Automakers showcase ambitions for China, 'green' vehicles at Beijing auto show
BEIJING - Automakers plan to unveil dozens of new models at the Beijing auto show this weekend as foreign producers look to surging China to drive slack global sales and local brands try to raise their profile following Geely's purchase of Volvo.
The show has quickly become a premier global event as explosive sales growth propelled China, a country with almost no private cars 15 years ago, past the United States in 2009 to become the world's top auto market.
Major producers that used to reserve vehicle launches for U.S. or European auto shows plan to debut 14 new models at Auto China 2010, according to organizers. Chinese manufacturers plan to show 75 new sedans, SUVs, experimental "green" cars and other vehicles. The event opens to auto writers Friday and to the public on Tuesday.
"Auto China has grown to be one of the biggest and most important auto shows of the year, joining Detroit, Tokyo and Paris," said Trevor Hale, a spokesman for Daimler AG.
The reason: China's buoyant auto market shrugged off the global crisis and sales soared by an eye-popping 45 per cent last year to 13.6 million vehicles, well ahead of the 10.5 million units sold in the United States. The expansion accelerated this year, when sales jumped by 63 per cent in the first quarter.
"The growth is phenomenal," said John Bonnell, a J.D. Power analyst.

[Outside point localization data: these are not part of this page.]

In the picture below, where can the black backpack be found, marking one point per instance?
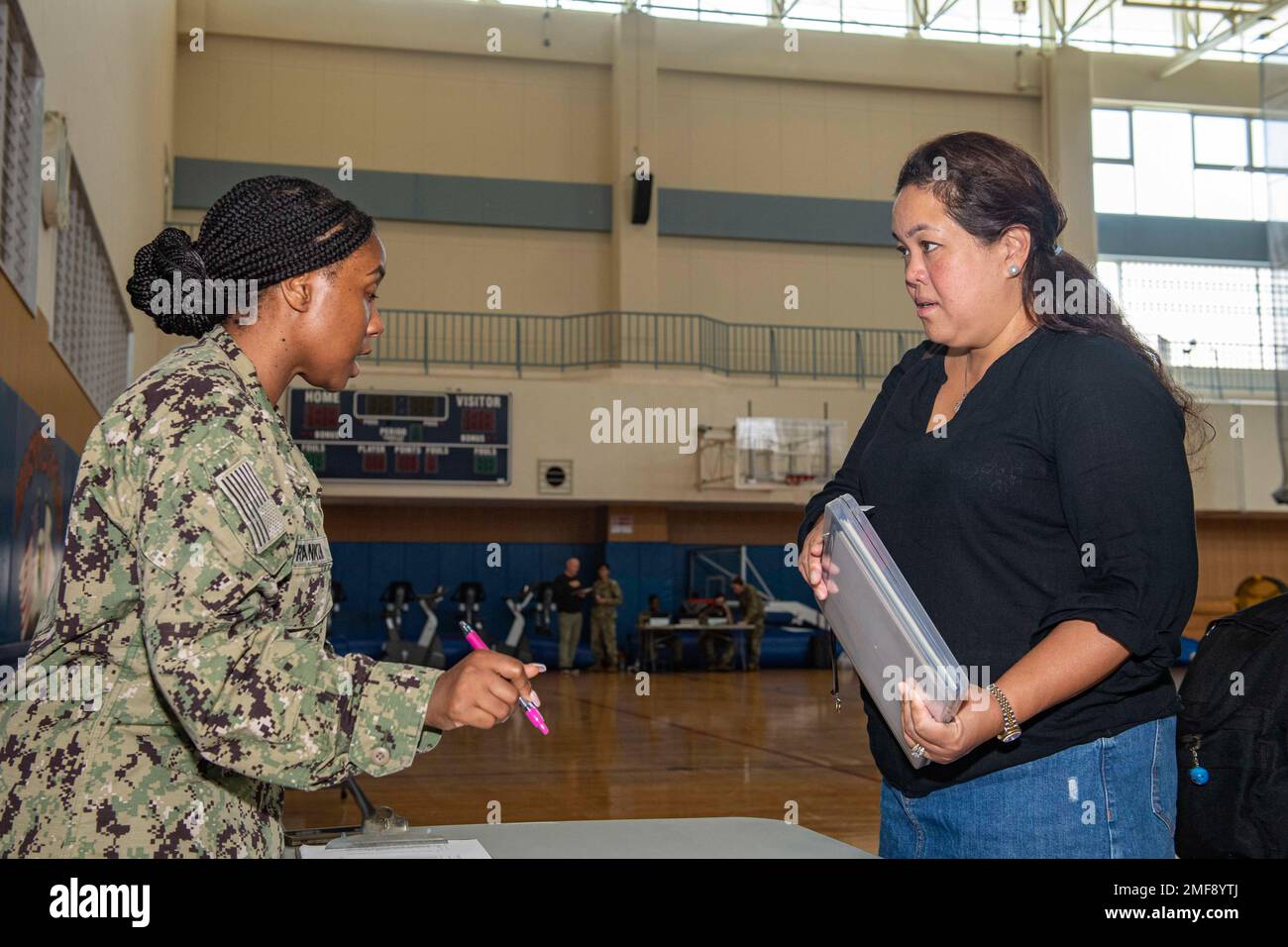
(1232, 751)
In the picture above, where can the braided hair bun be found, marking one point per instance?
(265, 230)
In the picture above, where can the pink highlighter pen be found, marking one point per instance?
(529, 709)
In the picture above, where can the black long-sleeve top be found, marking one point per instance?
(1060, 491)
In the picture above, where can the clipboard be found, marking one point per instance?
(881, 625)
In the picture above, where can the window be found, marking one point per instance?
(1177, 163)
(91, 328)
(1212, 324)
(21, 123)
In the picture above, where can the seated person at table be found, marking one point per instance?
(719, 611)
(660, 634)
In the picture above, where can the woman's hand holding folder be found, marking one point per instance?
(977, 720)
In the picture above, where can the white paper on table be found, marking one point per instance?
(452, 848)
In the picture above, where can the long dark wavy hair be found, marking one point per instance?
(987, 185)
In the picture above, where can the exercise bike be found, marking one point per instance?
(516, 642)
(426, 650)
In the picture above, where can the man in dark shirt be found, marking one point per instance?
(568, 598)
(752, 613)
(1055, 504)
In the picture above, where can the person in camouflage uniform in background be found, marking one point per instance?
(197, 575)
(752, 613)
(603, 620)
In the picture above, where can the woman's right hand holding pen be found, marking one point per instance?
(481, 690)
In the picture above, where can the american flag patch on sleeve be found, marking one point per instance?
(254, 504)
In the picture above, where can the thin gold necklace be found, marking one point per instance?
(966, 388)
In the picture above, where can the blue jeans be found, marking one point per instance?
(1112, 797)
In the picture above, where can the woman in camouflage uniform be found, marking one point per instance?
(197, 577)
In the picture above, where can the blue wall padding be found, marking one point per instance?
(640, 569)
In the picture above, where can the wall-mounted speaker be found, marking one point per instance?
(642, 200)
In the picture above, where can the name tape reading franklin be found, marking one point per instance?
(312, 552)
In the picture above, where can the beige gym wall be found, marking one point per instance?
(112, 77)
(721, 107)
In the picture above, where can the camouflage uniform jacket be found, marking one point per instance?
(197, 578)
(610, 591)
(752, 605)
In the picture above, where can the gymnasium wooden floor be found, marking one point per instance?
(699, 744)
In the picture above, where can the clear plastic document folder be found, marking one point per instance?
(880, 622)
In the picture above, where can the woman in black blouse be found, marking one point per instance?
(1029, 474)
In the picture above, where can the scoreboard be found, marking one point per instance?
(432, 437)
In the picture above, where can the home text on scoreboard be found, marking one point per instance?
(436, 437)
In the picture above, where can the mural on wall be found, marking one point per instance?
(38, 474)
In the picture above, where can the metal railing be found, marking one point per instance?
(601, 339)
(1218, 368)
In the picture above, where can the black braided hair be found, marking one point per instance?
(265, 230)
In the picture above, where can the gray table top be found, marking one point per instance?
(661, 838)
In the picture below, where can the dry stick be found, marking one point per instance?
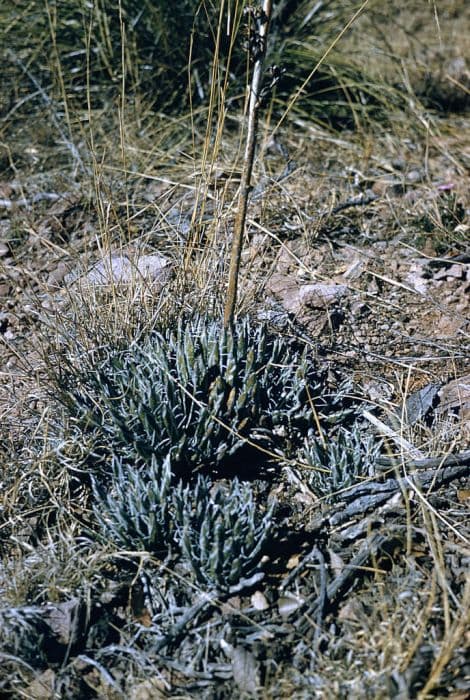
(261, 34)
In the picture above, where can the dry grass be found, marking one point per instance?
(134, 177)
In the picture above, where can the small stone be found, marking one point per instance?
(117, 268)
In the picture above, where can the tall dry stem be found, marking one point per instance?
(258, 48)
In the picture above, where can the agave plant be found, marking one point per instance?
(221, 534)
(136, 512)
(197, 393)
(347, 456)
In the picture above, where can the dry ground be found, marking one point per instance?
(356, 245)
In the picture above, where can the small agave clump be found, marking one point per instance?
(196, 393)
(346, 456)
(216, 531)
(135, 512)
(222, 536)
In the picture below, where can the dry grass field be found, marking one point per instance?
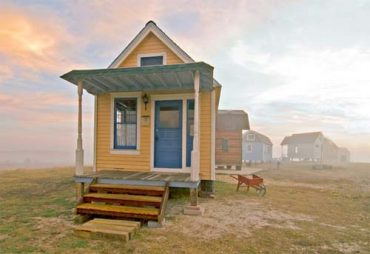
(304, 211)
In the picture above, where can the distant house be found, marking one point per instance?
(256, 147)
(229, 130)
(312, 146)
(344, 155)
(303, 146)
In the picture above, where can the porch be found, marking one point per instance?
(175, 180)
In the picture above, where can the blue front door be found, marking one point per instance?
(168, 134)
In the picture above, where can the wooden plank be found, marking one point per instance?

Sales have been boosted by China's economic rebound, which saw growth accelerate to 11.9 per cent in the first quarter of this year. Bonnell said this year's auto sales growth will ease but still should be strong as Beijing winds down its stimulus and cools bank lending to curb inflation pressures.
Global automakers are looking China as a commercial lifeline amid weak global demand and are more ambitious than ever at this year's Beijing show.
Among the weekend's planned debuts: General Motors Co.'s all-electric Volt MPV5 concept car and a Chinese-made GM minivan and a compact sedan. Daimler is showing its latest ultra-luxury Maybach sedan and an E-Class sedan designed for China with a bigger back seat for customers who have drivers and ride in back.
GM says its China sales jumped 68 per cent in March from a year earlier and this year's sales should top 2 million vehicles, four years ahead of schedule. By contrast, GM's U.S. sales last year plunged 30 per cent to 2.1 million vehicles. The president of GM China, Kevin Wale, said last month GM will "put as much energy as we can" into China.
GM has said it expects the number of Chinese families that can afford a car to mushroom to 75 million in 2015 from 10 million in 2005.
Toyota Motor Corp. says it will display 50 vehicles including its latest gas-electric Prius hybrid and an electric concept car. Toyota's image has taken a beating abroad over safety complaints but sales in China, where only a few thousand vehicles were recalled, have suffered little impact.
"By participating at this level, Toyota is expressing its highest degree of attention to this auto show and the Chinese market," said a company statement.
China's fledgling automakers are showcasing their ambitions to expand into global markets.
Geely Holding Group, a 13-year-old brand barely known abroad before it agreed in March to buy Sweden's Volvo Cars from Ford Motor Co. for $1.8 billion, is showing 55 of its own models, including 11 new vehicles.
Geely says it hopes to boost sales this year by 22 per cent over 2009 to 400,000 units.
"We will highlight our technical edges in driving safe, green performance as well as energy efficiency," the company said in a statement.
Other Chinese producers plan to unveil a total of 64 new models, according to organizers.
They include Chery Automobile Co., China's biggest domestic auto brand, and BYD Co., with backing from American investor Warren Buffett's Berkshire Hathaway Inc., which owns a 9.9 per cent stake.
Chery plans to show 29 vehicles and is bringing in 200 sales agents from foreign markets to see its latest models, said Jin Yibo, a spokesman for the automaker. Chery exports to some 70 developing countries in Asia, the Middle East and Latin America.
"We basically want to show our progress over the years including technical innovation," Jin said. "We also are moving up to high-end brand image."
Chery's sales target for this year is 700,000 vehicles, with exports doubling to 100,000, according to Jin.
A key theme for many automakers this year is clean transportation, including cars and buses driven by fuel cells, natural gas and other alternative power sources.
Beijing sees alternative vehicles as the auto industry's future and is pushing its own manufacturers to develop technology, though industry analysts say China's market is likely to be dominated by gasoline engines for the foreseeable future.
BYD plans to show the e6, an all-electric five-seater the company wants to sell in North America this year. Plans call for doubling BYD's total sales this year to 800,000 vehicles and expanding to Europe in 2011.
BYD says the e6 has a top speed of 140 km/h and can travel up to 330 kilometres on a single charge.
"Our theme at the show will remain focused on green, environmentally friendly and renewable energy," said a BYD spokesman, Paul Lin.